Is this legally sound?  

If a BoI customer can't make their full repayment, can the Bank just scrap the tracker?  OK, the customer has breached their contract, but does that allow the bank to unilaterally change it? 

The bank is under no obligation to reschedule the mortgage. 

The contract might allow for penalty interest on arrears and if so, the bank is legally entitled to charge it. 

If the borrower continues to be in breach of contract, the bank can seek to repossess the property, and probably should do so. 

But I doubt if they can just change the rate. 

They could offer the borrower an option - to switch to a SVR to avoid repossession.


----------



## Importer (29 Nov 2012)

I suppose the banks are entitled to alter the interest rate (tracker or not) if the contract between the parties provides for this, to remedy a repayment lapse


----------



## Brendan Burgess (29 Nov 2012)

Hi Importer

If the contract provides for this, then it is probably ok, as long as the term is not an unfair term.  But unless the contract specifies this, I don't think that they can do it.

Brendan


----------



## Importer (30 Nov 2012)

I'd be surprised if this is not covered in the terms and conditions of every loan contract. I recall seeing these types of clauses in the past and the banks are usually sharp enough when it comes to laying out the ballpark conditions for default.

I might be flamed for this but yes I do think its fair for banks to levy extra charges for accounts in default, including loss of tracker. We can't expect to have it every way........


----------



## Brendan Burgess (30 Nov 2012)

I think that the extra charge has to be proportionate and I would expect that the Ombudsman and court would take that view. To lose a tracker over a short period of arrears would be disproportionate. 

A more proportionate approach would be to charge the borrower the SVR on the arrears but leave the rest on the tracker.


----------



## venice (30 Nov 2012)

> But now the bank says any investor who has come to the end of their interest-only deal would be losing their tracker rate.



Am I right is thinking that if the contract states that you go onto a Tracker after the interest only is up that the bank have to honour that. If so what does the above statement mean? 
So if you stick to the terms of the contract, irrelevant of whether it is a residential or commercial mortgage are you safe from the banks skulduggery on this issue?


----------



## Importer (30 Nov 2012)

I wouldn't expect our Ombudsman or Courts to challenge explicit terms
of a properly executed loan contract.

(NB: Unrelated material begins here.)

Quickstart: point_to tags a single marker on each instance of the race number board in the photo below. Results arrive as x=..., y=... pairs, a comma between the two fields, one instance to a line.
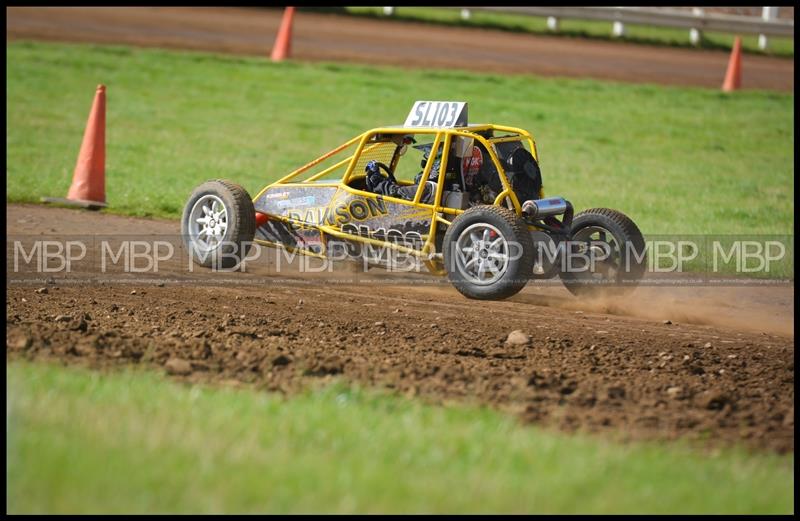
x=437, y=114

This would make a complete mockery of our contract law.

In much the same way as the law is not able to interfere with "upwards only" rent reviews in commercial lease contracts or contractual obligations in bankers pensions, I don't believe they can or will either interfere with any terms explicitly laid out in a loan agreement. I could be wrong but that's my feeling.

If we cant rely on the stability of written contracts, then we are completely lost and our credibility as a country is shot.


----------